Euro holds the line as ECB easing bets offset by grounded Fed

11 Oct, 2015

Revisions to the expected timetable for a US interest rate rise after disappointing jobs data have undermined bets that the euro will plunge against the dollar as monetary policies in the euro zone and the United States diverge. Expectations the central banks would chart different courses dragged the euro from around $1.40 in May 2014 to a 12-year low below $1.05 in March, when the European Central Bank launched its trillion euro plus asset purchase programme.
Banks including Goldman Sachs had forecast the ECB's money-printing would push the euro below parity, but after months in which the common currency has defied expectations of sustained weakness, some are revising those projections. HSBC now expects the euro to end 2015 at $1.15, up from $1.1220 on Wednesday.
"We have two moving parts when it comes to euro/dollar. On the one side sits the Federal Reserve and on the other the ECB. The Fed is seen as the hawk while the ECB is the dove," HSBC strategist David Bloom said. "Now we believe the reverse to be true: that the Fed will not deliver to their hawkish dots and that the rate cycle - if it ever gets going - will be shallow and short.
"The ECB on the other side will not be able to be super dovish. Thus as the market adjusts to a not-so-hawkish Fed and a constrained ECB the euro will adjust upwards. Speculators, too, have steadily cut bearish bets on the euro, having held record high short positions earlier this year, even as the ECB says it is ready to ease policy further if necessary.
Seven months into the ECB's quantitative easing programme, under which it floods the system with newly-printed euros, the single currency is 4.5 percent higher against the dollar and up 3.5 percent on a trade-weighted basis. That partly reflects the belief that the Federal Reserve will not now raise US interest rates until well into next year, after last month ducking a first rate hike since 2006 as worries about China's economy shook global financial markets. September's jobs numbers reinforced those expectations.
Euro strength has also been driven in the past two months by investors unwinding carry trades, in which they borrow in a low-yielding currency to buy higher-yielding assets, after China devalued the yuan and triggered fears of a global slowdown. A stronger currency complicates the ECB's effort to boost euro zone inflation towards its 2 percent target.
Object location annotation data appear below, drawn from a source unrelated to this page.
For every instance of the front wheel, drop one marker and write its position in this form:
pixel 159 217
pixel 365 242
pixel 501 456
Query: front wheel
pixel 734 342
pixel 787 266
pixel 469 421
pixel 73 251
Imports become cheaper, dragging down headline inflation.
"Given that the ECB had identified the weakening of the euro as one of the main results of its QE programme, the recent strengthening must be of concern to the ECB," said Tanguy Le Saout, head of European Fixed Income at Pioneer Investments. "We suspect the ECB would like to wait until early 2016 before considering any extension to the existing QE programme, but their hand may be forced by the euro's strength."
Normally, speculation about more money-printing would drive a currency lower, but the euro has barely budged. "Whether another round will have a huge impact on the euro is questionable," said Richard Falkenhall, currency strategist at SEB. "After all, we have seen with the Fed and the Bank of Japan that QE can only achieve a limited amount in driving down the value of the currency." The yen fell 10 percent after the BOJ expanded its asset-purchase programme in October 2014 compared with a 17 percent drop when it launched the scheme in April 2013.
Similarly, the dollar gained after the Fed launched QE2 in November 2010, compared with a drop of 8 percent after QE1 was launched in late 2008 - the same decline seen in the euro soon after the ECB announced its QE programme in January. That is unlikely to be repeated if the ECB eases further, especially as analysts say the ECB's self-imposed restrictions on bond ownership would limit the duration and scale of more QE. "So even if the ECB increased asset purchases by the same size ie an additional 60 billion in monthly purchases, which is very unlikely in our view, its effect on the euro would be smaller compared with the first programme," said Petr Krpata, currency strategist at ING.